At about 2am my phone tinged as it registered an incoming message. I was sleeping well and so picked it up. It was Whisky from KL, exasperated he said by the complexities of women. He went on to explain that he had knocked back an offer of sex from some woman and she had exploded. They had been friends for 7 years and now she threatened to have nothing more to do with him. Why were women like that?
I sighed lying there in the dark. This was the other side of the argument from earlier in the night. Tempted to give a glib response instead I gave him my opinion. Sex is something men do. We disconnect ourself from it. If we miss out it’s generally no big deal – another bus will come along soon enough.
It’s different for women. For most women most of the time there is an emotional commitment to sex. It is, in some sense, an expression in that moment of their feelings and emotions. When we reject the sex we implicitly reject them, or so it appears to them. For men sex is mostly physical; for women it’s personal. This sense of rejection is deepened knowing that many men will fuck anything that moves – so what’s wrong with me?
This morning I got a message from Donna. She had taken my advice and sent a cool and non-committal email to the man in question. Her first response was an excited “I’ve got the hand!” He had responded asking for more. Nothing intrigues a man more than a woman in control – and nothing deters a man more than a desperate woman.
Men can learn a lot from women, and vice versa. It is in our make-up as men that we almost always have the ‘hand’ early on even in a relationship – though it can change later. It is our nature to skim the surface initially, to avoid premature commitment and generally the more intimate emotions.
We should be better than that. But so to should women abstain from getting too caught up too soon, from feeling things too personally. That can come, but in the meantime there are only positives from being in command of your own feelings and expression.
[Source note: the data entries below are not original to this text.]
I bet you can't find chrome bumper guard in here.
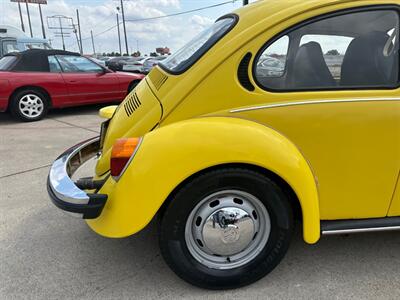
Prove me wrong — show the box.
[47,137,107,219]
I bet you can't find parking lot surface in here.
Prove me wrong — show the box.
[1,106,400,299]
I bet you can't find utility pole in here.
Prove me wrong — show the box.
[243,0,249,5]
[59,17,65,50]
[91,30,96,55]
[38,4,46,39]
[17,2,25,32]
[120,0,129,55]
[116,13,122,56]
[76,9,83,54]
[25,0,33,37]
[73,25,81,53]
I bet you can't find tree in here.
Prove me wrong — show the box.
[149,52,158,57]
[326,49,340,56]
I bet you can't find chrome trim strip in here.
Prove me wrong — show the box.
[49,137,100,205]
[230,97,400,113]
[322,226,400,235]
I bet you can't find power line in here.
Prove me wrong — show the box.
[77,0,237,42]
[125,1,238,22]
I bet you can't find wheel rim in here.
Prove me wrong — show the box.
[185,190,271,270]
[18,94,44,118]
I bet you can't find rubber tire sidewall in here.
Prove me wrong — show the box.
[10,89,49,122]
[159,168,293,290]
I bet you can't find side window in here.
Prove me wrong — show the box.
[2,40,19,55]
[255,9,399,91]
[48,56,62,73]
[299,35,353,81]
[56,55,103,73]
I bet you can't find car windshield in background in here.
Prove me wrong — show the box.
[160,16,237,74]
[24,42,52,50]
[0,56,16,70]
[2,41,19,55]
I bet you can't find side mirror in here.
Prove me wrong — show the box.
[100,67,113,74]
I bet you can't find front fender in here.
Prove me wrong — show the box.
[87,117,320,244]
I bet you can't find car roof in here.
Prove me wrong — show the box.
[235,0,348,18]
[5,49,79,58]
[110,56,131,61]
[234,0,396,36]
[5,49,80,72]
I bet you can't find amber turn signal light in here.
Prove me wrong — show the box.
[110,138,141,177]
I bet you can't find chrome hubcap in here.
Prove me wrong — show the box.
[202,207,254,256]
[185,190,271,269]
[19,94,44,118]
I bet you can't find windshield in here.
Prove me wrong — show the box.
[0,56,17,70]
[2,40,19,55]
[160,16,237,74]
[23,42,52,50]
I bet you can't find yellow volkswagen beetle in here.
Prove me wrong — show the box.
[48,0,400,289]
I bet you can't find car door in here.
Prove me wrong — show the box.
[248,7,400,220]
[388,173,400,216]
[56,55,120,104]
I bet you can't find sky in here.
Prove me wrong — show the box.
[0,0,252,55]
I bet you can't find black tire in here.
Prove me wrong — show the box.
[128,81,140,93]
[10,89,49,122]
[159,168,293,290]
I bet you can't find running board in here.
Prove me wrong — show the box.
[321,217,400,235]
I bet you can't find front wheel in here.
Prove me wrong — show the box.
[159,168,293,289]
[10,89,49,122]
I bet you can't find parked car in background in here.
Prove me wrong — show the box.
[0,49,144,121]
[107,56,132,71]
[86,56,106,67]
[98,56,112,63]
[256,56,286,77]
[122,57,146,73]
[48,0,400,290]
[0,25,51,58]
[142,56,167,74]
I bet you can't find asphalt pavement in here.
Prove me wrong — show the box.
[1,105,400,299]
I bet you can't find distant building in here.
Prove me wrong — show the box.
[156,47,170,55]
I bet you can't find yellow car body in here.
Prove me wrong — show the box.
[86,0,400,245]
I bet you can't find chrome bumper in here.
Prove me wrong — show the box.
[47,137,107,219]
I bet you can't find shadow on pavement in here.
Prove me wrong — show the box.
[0,103,117,125]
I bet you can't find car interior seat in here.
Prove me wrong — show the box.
[289,41,336,89]
[341,31,398,86]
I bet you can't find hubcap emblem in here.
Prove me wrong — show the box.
[221,225,240,244]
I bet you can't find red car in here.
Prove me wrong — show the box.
[0,49,144,121]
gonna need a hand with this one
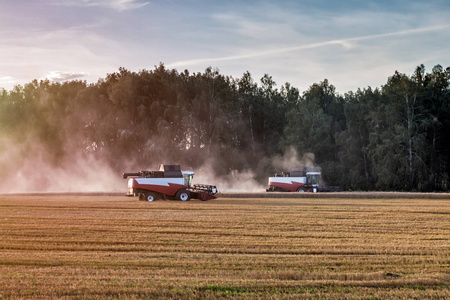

It’ll draw more men that way than not, will fascinate many men and give a more equal relationship – as it should be.
Today Donna thinks I’m the oracle. Everything I said has been correct, but that’s because I’m a man, the uber man in a lot of these respects (Donna believes in the event of a nuclear holocaust the cockroaches and my confidence will both survive), I think like a man and know how other men think. And I have that ruthless, hard-nosed way of thinking most men do in certain situations, black and white, it works or doesn’t and move on if it doesn’t.
Now Donna has that to, for now – and the man comes running.